Staring up, Tremenheere saw puff-balls of smoke against the sky as the anti-aircraft shells burst. At first he couldn’t see what they were firing at, then he saw an aeroplane among the low cloud and as he stared he heard the scream of a bomb. The sea heaved upwards in vast rumbling explosions that flung spray across the decks and he threw himself down on the safe side of the wheelhouse, his arms clasped round his head.
As the sky cleared, Jocho Horndorff was still Conybeare’s prisoner. Surrounded as they were now by men, any attempt to run would have left him riddled with bullets, and his only chance, he knew, was to dodge away in the confusion or the darkness and lie low somewhere until the British had gone.
He’d tried to lull Conybeare into a friendliness he might have taken advantage of, but the night before he’d still been locked in the coalhouse of a half-demolished house, while Conybeare sat with his back to the door. He’d emerged filthy, humiliated, and furious with his captor.
‘You realise, of course,’ he said harshly, ‘that you will never get me to England. You no longer even have an army. It is
ausradiert –
blotted out.’
Conybeare was unperturbed. ‘Army’s always a bit slow to learn,’ he agreed.
Horndorff became silent. They were passing groups of soldiers resting by the roadside but, despite the deathly weariness of their faces, they showed no sign of panic. Up ahead he could see dive-bombers falling out of the sky and dropping their bombs among the flames and smoke, and it dawned on him that if he didn’t do something about it soon, before long they’d be dropping them on him.
Batteries of guns were forming up for the rearguard, but there was a complete absence of cover among the beet-fields and he found it hard to accept the cold-blooded heroism of the men digging the gunpits. Immediately the guns started to flash through the dust and smoke, half a dozen observation posts would plot them for counter-fire.

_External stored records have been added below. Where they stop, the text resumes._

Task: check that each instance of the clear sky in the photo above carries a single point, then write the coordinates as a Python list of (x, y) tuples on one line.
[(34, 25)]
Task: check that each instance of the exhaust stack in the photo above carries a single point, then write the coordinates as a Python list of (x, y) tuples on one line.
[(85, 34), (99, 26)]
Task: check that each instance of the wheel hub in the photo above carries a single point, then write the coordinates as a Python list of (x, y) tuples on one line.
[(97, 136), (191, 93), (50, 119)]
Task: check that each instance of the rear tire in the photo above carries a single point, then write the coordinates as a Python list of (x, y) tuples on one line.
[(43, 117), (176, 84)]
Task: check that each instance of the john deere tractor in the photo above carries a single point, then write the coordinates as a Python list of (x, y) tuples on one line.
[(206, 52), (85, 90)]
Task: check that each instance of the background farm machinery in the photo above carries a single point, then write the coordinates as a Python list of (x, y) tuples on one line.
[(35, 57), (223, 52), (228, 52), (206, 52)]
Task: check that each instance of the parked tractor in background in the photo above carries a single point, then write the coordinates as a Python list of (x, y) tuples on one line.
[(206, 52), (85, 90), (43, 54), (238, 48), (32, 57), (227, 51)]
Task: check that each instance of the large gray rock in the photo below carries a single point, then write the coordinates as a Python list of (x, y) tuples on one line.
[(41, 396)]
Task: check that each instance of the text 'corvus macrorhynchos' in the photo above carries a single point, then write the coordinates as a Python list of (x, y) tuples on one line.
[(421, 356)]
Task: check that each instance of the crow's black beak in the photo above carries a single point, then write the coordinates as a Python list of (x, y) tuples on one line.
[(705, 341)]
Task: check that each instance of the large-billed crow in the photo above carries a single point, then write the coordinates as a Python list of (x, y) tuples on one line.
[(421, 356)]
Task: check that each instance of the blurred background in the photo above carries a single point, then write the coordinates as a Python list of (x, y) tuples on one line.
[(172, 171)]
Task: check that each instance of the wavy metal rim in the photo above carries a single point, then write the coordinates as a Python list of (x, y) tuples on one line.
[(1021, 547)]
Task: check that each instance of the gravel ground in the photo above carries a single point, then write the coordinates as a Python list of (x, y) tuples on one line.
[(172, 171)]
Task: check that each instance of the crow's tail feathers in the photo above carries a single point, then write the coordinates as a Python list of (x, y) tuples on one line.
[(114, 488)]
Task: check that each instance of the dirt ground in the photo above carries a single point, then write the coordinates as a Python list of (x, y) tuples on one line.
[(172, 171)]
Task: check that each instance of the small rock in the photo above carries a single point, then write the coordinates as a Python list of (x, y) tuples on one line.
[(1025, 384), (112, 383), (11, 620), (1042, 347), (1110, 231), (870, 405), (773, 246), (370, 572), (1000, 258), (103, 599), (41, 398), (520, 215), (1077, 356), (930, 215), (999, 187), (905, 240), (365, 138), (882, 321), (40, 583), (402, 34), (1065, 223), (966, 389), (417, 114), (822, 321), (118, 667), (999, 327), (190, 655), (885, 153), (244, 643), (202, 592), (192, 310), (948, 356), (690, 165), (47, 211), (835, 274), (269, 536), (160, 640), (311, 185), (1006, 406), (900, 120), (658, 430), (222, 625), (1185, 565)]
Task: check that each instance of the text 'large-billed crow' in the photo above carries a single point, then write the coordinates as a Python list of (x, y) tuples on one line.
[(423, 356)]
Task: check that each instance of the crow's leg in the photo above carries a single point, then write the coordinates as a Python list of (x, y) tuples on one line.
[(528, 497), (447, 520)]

The batteries’ trucks were dotted about the field in an attempt to make the bombers think it was one of the vast parking areas that were building up outside the town and in a dry ditch behind the guns, a command post had been set up. Officers and men were digging together, stripped to the waist, indifferent to the incessant flights of bombers that were beginning to appear overhead, thirty at a time, in a monotonous noisy wave of destruction.
As Horndorff watched, the first German shells began to bracket the guns and he saw a truck flower into flame. Immediately, one of the batteries began to fire, rhythmically and slowly as though they were short of shells, then Conybeare jabbed with the pistol and they ran until they were clear, Conybeare awkward in the ugly farm boots.
Just ahead, a mob of men was filling the road at the entrance to a bar situated among a group of shabby red-brick buildings painted with a huge sign, BYRRH. Most of them were French but there was a sprinkling of English, too, and their uniforms were awry and they carried no weapons. They held bottles in their fists and were arguing loudly. As they saw Horndorff the shouting stopped and one of the Frenchmen turned and shook his fist in Horndorff’s face.